Asparagus and Blistered Tomato Salad
Asparagus season is in full swing in my garden which means the sweet, nutty, why-does-my-pee-smell-weird spears are a common sight during mealtimes. In general, I like them simple, roasted with a little olive oil and lemon, a turn of the salt and pepper grinder. Very occasionally though, like when I plan to treat myself to a scrumptious breakfast, I’ll dress them up a bit.
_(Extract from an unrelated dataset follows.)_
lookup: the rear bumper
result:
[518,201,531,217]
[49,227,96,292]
I served this with a sunny side up egg, some of the dill skordalia I made the other day, some flatbread, and smoked salmon with a dollop of honey mustard.
Ingredients
- 1/4 lb asparagus spears, thinly sliced diagonally
- 5 – 6 cherry tomatoes, halved or quartered
- 1 tablespoon extra virgin olive oil, plus more for drizzling
- 1 tablespoon lemon juice, plus a pinch of zest if you have
- 2 tablespoons crumbled feta, goat, or manouri cheese
- 1 teaspoon basil, chiffonaded
- salt and pepper to taste
- In a pan over medium high heat oiled with olive oil, quickly saute asparagus and tomatoes until tomatoes have begun to blister (skin wrinkling.) Careful not to cook for too long or else the asparagus will discolor. Salt and pepper to taste.
- Remove from heat, combine with basil, crumbled cheese of your choice, and drizzle with some olive oil and lemon juice (and zest, if using.) Serve warm.